Nouveautés en jazz, juin 2013

 

Sur un nouveau label, « Hâtive ».

En ces temps difficiles, la naissance d’un nouveau label est une de ces nouvelles qui laisse à penser que le soleil, même bien caché, existe, que la terre est ronde.

Un trio et un quartet se partage l’actualité.

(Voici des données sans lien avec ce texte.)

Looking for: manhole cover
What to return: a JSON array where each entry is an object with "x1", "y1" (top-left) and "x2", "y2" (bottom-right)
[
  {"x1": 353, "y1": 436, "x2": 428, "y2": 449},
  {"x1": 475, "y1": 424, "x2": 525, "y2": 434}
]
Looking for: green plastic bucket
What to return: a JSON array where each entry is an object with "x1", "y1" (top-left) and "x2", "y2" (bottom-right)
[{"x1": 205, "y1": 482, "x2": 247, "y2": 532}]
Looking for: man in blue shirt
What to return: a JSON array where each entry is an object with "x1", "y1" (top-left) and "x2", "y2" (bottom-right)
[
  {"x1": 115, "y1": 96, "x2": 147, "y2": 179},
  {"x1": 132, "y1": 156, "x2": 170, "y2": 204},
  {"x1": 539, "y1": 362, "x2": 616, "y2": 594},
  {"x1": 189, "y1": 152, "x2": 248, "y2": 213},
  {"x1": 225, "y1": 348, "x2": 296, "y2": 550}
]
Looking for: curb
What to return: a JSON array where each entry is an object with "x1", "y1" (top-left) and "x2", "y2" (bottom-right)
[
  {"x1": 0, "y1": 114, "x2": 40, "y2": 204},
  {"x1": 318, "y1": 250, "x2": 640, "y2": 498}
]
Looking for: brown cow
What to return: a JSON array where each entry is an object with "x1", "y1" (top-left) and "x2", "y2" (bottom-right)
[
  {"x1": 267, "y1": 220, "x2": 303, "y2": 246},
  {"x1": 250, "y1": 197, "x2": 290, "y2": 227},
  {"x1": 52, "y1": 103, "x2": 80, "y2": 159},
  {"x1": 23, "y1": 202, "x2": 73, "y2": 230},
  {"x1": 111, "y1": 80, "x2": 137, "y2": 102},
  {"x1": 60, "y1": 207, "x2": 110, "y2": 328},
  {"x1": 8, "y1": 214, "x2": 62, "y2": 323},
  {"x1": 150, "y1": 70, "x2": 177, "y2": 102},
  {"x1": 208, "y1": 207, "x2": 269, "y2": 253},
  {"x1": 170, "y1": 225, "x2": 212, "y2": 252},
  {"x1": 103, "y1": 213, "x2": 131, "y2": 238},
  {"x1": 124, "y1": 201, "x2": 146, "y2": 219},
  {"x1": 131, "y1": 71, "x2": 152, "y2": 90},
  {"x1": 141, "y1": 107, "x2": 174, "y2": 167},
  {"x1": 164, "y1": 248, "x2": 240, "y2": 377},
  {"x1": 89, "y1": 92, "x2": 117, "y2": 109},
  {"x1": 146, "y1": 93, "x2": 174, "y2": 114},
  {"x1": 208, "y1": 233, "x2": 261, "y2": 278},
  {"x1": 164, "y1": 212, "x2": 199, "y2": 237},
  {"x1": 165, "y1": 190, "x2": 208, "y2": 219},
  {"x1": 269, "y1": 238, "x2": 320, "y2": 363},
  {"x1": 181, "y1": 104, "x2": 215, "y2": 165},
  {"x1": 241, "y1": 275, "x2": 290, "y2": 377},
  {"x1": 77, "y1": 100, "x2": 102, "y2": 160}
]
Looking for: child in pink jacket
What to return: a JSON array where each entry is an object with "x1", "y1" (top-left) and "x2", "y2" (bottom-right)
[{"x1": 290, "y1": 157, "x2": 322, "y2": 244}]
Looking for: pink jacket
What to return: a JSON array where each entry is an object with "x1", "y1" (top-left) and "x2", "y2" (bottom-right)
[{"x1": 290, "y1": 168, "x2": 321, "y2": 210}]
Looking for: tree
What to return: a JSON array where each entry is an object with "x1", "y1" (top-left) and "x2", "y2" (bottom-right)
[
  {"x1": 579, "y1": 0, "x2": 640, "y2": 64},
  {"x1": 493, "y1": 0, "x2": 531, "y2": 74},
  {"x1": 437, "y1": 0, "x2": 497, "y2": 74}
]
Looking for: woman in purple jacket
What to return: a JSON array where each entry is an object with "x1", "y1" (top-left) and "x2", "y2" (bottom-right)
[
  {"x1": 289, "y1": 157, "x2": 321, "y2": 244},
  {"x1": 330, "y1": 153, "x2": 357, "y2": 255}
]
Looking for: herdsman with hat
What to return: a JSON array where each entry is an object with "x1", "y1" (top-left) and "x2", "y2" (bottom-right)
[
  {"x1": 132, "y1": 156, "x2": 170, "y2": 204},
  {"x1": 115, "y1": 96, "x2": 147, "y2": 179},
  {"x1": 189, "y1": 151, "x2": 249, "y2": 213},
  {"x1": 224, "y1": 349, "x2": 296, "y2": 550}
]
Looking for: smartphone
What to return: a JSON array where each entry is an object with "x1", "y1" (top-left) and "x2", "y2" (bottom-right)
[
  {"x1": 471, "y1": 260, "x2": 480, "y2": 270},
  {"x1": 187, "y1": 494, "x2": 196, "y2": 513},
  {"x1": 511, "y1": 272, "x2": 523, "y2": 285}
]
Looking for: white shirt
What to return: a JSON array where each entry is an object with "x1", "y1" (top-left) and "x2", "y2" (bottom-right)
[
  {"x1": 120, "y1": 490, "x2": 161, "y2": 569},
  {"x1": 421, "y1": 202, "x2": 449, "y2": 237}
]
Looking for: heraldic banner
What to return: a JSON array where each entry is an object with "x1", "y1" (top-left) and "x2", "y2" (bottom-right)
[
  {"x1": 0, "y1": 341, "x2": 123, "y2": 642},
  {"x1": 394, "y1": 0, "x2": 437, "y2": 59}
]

Actualité ? « Transe lucide » a été enregistré fin août 1991 et… jamais paru jusqu’à aujourd’hui. Les raisons sont sans doute financières, du moins on le suppose. Dans ces années 1990 marquées par la victoire du libéralisme économique, ce ne serait pas le seul laissé pour compte. Un trio non rentable ? Tout dépend de votre définition de la « rentabilité ». En tout cas, un trio – Jean-Sébastien Simonoviez, piano, Jean-Jacques Avenel, basse et Tony Moreno, batterie – qui fonctionne, une musique nourrie de Monk et des musiques du monde pour construire une musique qui ne peut pas vieillir. Se croisent les références, Colette Magny et Steve Lacy pour Avenel, Dave Liebman pour Tony Moreno, Keith Jarrett bien sur pour le pianiste qui sait soulever à l’aide de son imagination ce qui pourrait sembler une chape de plomb. Tout passe ici, l’écho du blues, de la Roumanie et surtout de la fée de Nerval sans doute qui parlait des « cris de la fée ».

Un trio qui réussit le tour de force qui a l’air simple de 1+1+1=3=1. 12 ans après, ils ont eu raison de le publier et pas seulement pour mémoire.

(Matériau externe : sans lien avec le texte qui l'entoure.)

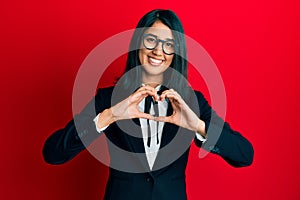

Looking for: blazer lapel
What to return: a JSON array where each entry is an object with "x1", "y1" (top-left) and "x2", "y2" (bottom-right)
[
  {"x1": 123, "y1": 118, "x2": 151, "y2": 171},
  {"x1": 159, "y1": 101, "x2": 176, "y2": 148},
  {"x1": 128, "y1": 118, "x2": 146, "y2": 153},
  {"x1": 150, "y1": 101, "x2": 178, "y2": 173}
]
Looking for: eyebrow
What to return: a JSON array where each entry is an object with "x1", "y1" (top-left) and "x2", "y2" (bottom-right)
[{"x1": 145, "y1": 33, "x2": 175, "y2": 42}]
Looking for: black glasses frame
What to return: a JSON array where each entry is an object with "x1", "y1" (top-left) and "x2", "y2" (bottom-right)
[{"x1": 142, "y1": 34, "x2": 175, "y2": 55}]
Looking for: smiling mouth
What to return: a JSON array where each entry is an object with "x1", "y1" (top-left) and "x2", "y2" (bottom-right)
[{"x1": 148, "y1": 57, "x2": 163, "y2": 66}]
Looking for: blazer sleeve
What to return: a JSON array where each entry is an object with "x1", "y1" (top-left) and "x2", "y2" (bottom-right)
[
  {"x1": 193, "y1": 91, "x2": 254, "y2": 167},
  {"x1": 42, "y1": 87, "x2": 111, "y2": 165}
]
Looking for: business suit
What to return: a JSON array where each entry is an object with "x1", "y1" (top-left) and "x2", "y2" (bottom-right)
[{"x1": 43, "y1": 86, "x2": 254, "y2": 200}]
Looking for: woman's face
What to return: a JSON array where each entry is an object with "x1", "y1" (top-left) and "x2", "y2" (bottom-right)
[{"x1": 139, "y1": 20, "x2": 174, "y2": 85}]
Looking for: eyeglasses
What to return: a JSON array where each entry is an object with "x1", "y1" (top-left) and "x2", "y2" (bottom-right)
[{"x1": 142, "y1": 34, "x2": 175, "y2": 55}]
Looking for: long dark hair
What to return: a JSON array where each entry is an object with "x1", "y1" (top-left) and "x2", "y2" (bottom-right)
[{"x1": 117, "y1": 9, "x2": 191, "y2": 100}]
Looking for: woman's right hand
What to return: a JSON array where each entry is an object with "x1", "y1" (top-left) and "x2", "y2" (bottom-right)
[{"x1": 96, "y1": 85, "x2": 158, "y2": 129}]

Le deuxième est bien dans l’actualité, encore que… Il a été enregistré en août 2012 par Michel Marre, trompettiste chargé d’histoires de notre Histoire. Il en raconte une partie par le biais des photos de pochette. Il dédie cet album à sa mère morte quasi-centenairee et à… Clifford Brown. « Brownie » – comme tout le monde le surnommait – est mort un matin brumeux sur une route des États-Unis entre deux « dates », dans sa voiture conduite par la petite amie bigleuse de Richie Powell. Pour eux, la terre s’arrêtera de tourner ce 26 juin 1956. Ils auraient dû se méfier de cette succession de 6… Mais ces signes là ne sont lisibles qu’après… Clifford s’est approché de la perfection sur cet instrument difficile, la trompette. Difficile de l’égaler. Il fallait prendre des chemins de travers. C’est que fait Michel Marre, reprenant la composition de Benny Golson, « I remember Clifford » – titre aussi de cet album, sorte d’hommage à la trompette et à l’improvisation. Pour ce voyage, Michel n’a pas lésiné sur les compagnons. Alain Jean-Marie, pianiste à la fibre balladeuse – la ballade en jazz est difficile ni rapide, ni lente – d’un goût toujours juste, Yves Torchinsky, l’un des bassistes qui comptent et Simon Goubert, batteur dans la lignée de Elvin Jones.

Le tout fait succéder des standards, des impros et un hommage à un pianiste compositeur qui reste dans nos cœurs, Mal Waldron. Commencer par « I remember Clifford » et terminer par « Body and Soul » – en duo s’il vous plait avec Alain Jean-Marie -, un thème qui ne peut que susciter les souvenirs, pourrait devenir une des définitions du jazz.

Nicolas Béniès.

« Transe lucide », Simonoviez/Avenel/Moreno ; « I remember Clifford », Michel Marre ; « Hâtive » distribué par « believe ».